As we continue to gain insights on the pathophysiology of sickle cell disease, the novel mechanisms and understanding can lead to potential targets for diagnostics and therapies.  Here we explore two different such pathways and review the current novel diagnostic approaches to sickle cell disease. 

Dr. Novelli will describe how heme released from hemolyzed red blood cells in sickle cell disease leads to acute and chronic complications. The presentation will review the multiple downstream pathological effects of heme release including platelet activation, oxidative stress, cellular hyper adhesion, and sterile inflammation and how these mechanisms of disease lead to acute vaso-occlusive and chronic complications including renal dysfunction and pulmonary hypertension. Dr. Novelli will also highlight the principal treatments currently available and those in development to counter heme-mediated pathology.

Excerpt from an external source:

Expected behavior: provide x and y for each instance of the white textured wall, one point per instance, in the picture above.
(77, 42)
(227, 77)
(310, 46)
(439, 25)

De Franceschi will discuss the activation of the complement systems in the sickle cell disease. Previous studies have shown a key role of complement activation in chronic inflammatory processes characterized by hemolysis and vascular endothelial damage such as paroxysmal nocturnal hemoglobinuria (PNH). This brings complement at the crossroad between inflammatory vasculopathy and hemolysis.  In patients with sickle cell disease (SCD), activation of the alternative pathway (AP) has been reported as (i) increased c5b9 plasma level; (ii) deposition of C3d on red cells; (iii) reduction in plasma factor B and D, modulating complement activation; (iv) decrease plasma FH, the major soluble regulator of AP activation. These observations are further supported by the evidence of vascular deposition of C5b9 in patients’ skin biopsies and in glomeruli, being kidney vulnerable to complement mediated damage. Here, we will present the main results on studies in both cell-based and mouse-based models of SCD, showing the role of free heme in activation of complement and in particular of the AP in SCD. We will describe the negative impact of free heme on AP modulators, highlighting the role of complement related thrombotic microangiopathy as an additional element to the high biocomplexity of SCD. We will also present data on cases collection of SCD patients with severe sickle cell related clinical manifestations treated with eculizumab, a complement inhibitor. Collectively, these data generate the rationale to design clinical studies with inhibitors of complement.

Dr. Jeffrey Chalmers notes that while a variety of cell therapy approaches are being pursued to cure SCD, there are still significant needs, which will continue to exist, for improved technology monitor, and evaluate SCD patients. Multiple novel testing techniques in the field including RBC health evaluation, Gazelle, and measurement of adhesion will be presented/discussed.